1) The cores need to run modern x86 so its a simple matter of just running the binary. 2) The offloading and concept of heterogeneous cores needs to be added into the operating system. All the cores should be exposed to programs and then putting threads onto accelerators ought to be something a hint can suggest or maybe a special type of parallel thread created. In essence the OS needs to be exposing them like any other core with shared memory and everything else this entails to make it native.
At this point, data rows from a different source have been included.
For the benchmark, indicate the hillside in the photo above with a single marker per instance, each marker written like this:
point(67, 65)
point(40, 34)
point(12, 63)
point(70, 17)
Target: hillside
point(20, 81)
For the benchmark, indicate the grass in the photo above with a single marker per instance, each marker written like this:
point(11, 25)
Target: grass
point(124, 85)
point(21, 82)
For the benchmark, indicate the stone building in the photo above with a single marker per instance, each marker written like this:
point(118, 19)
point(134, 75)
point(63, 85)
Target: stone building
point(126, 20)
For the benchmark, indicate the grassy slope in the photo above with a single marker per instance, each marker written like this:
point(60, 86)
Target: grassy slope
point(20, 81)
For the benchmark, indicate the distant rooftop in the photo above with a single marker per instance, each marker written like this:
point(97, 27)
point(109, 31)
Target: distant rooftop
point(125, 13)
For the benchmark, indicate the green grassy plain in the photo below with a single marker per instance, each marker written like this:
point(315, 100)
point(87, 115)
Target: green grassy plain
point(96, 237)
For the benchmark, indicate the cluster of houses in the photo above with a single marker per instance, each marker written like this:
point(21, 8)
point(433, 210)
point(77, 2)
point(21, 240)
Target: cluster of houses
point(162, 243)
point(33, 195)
The current model that GPUs use is very good for doing matrices of data but it really doesn't lend itself to agents or other types of concurrency. Its a bit of a stretch to be writing in a restricted form of C which is pretty low level with openCL or DirectCompute combined with all the API and data passing overhead its a very specific type of program that benefits and it requires rewriting your code completely. The future can't possibly be this in the general case and its not really being adopted all that widely, some people are using it of course but most aren't.

In my opinion lots of low power cores that run the same instruction set as the primary CPU gives us a useful middle ground that is easier to use and optimise for and can be used alongside the primary fast cores of the main CPU. That is the future I am hoping for.
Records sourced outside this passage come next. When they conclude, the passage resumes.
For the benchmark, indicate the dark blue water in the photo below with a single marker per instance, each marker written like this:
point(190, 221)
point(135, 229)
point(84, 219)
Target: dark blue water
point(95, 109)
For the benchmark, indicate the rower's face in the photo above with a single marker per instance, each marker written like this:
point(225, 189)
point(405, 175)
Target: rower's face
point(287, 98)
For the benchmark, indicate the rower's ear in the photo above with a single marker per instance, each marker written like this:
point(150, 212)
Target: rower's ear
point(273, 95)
higherpurpose · on Nov 22, 2014

AMD/ARM's HSA doesn't need OpenCL (although it will support OpenCL 2.0 which is much more optimized for heterogeneous computing). I guess you're talking about the current state of GPU computing. The next-generation, that will be based on HSA, should be much better. You can even use Java or other languages to write for it.

ternaryoperator · on Nov 23, 2014

For what I thought was a good, short, clear intro to programming the Phi,see [1]

[1] http://www.drdobbs.com/240144160

jcr · on Nov 22, 2014

The linked pdf is of chapters 3 and 4, but chapters 1 and 2 are also available:

http://inside.mines.edu/~tkaiser/csci580fall13/one-day-1.pdf

All the other files from "Advanced High Performance Computing CSCI 580" class also look interesting:

http://inside.mines.edu/~tkaiser/csci580fall13/

rbanffy · on Nov 22, 2014

The Xeon Phi is a fascinating exercise in futurology. It may face strong competition from GPUs in HPC environments, but future end-user non-specialised processors will probably have more cores than current designs and any effort optimising code to run on more cores than currently available is an investment that'll bear fruit in the future.

seanmcdirmid · on Nov 22, 2014

The Phi is SIMD with a thin memory hierarchy. So it's not really that different from a GPU...it definitely isn't general purpose.

rbanffy · on Nov 23, 2014

It is different in that it looks general purpose enough (it looks like a lot of Atom-like cores with wider SIMD units hooked up to a pool of shared memory) and in that it can run off-the-shelf software (albeit poorly).

Learning to make it run effectively may give you some insight on how to persuade your personal computer of 2024 to use all its cores and make your browsing experience better.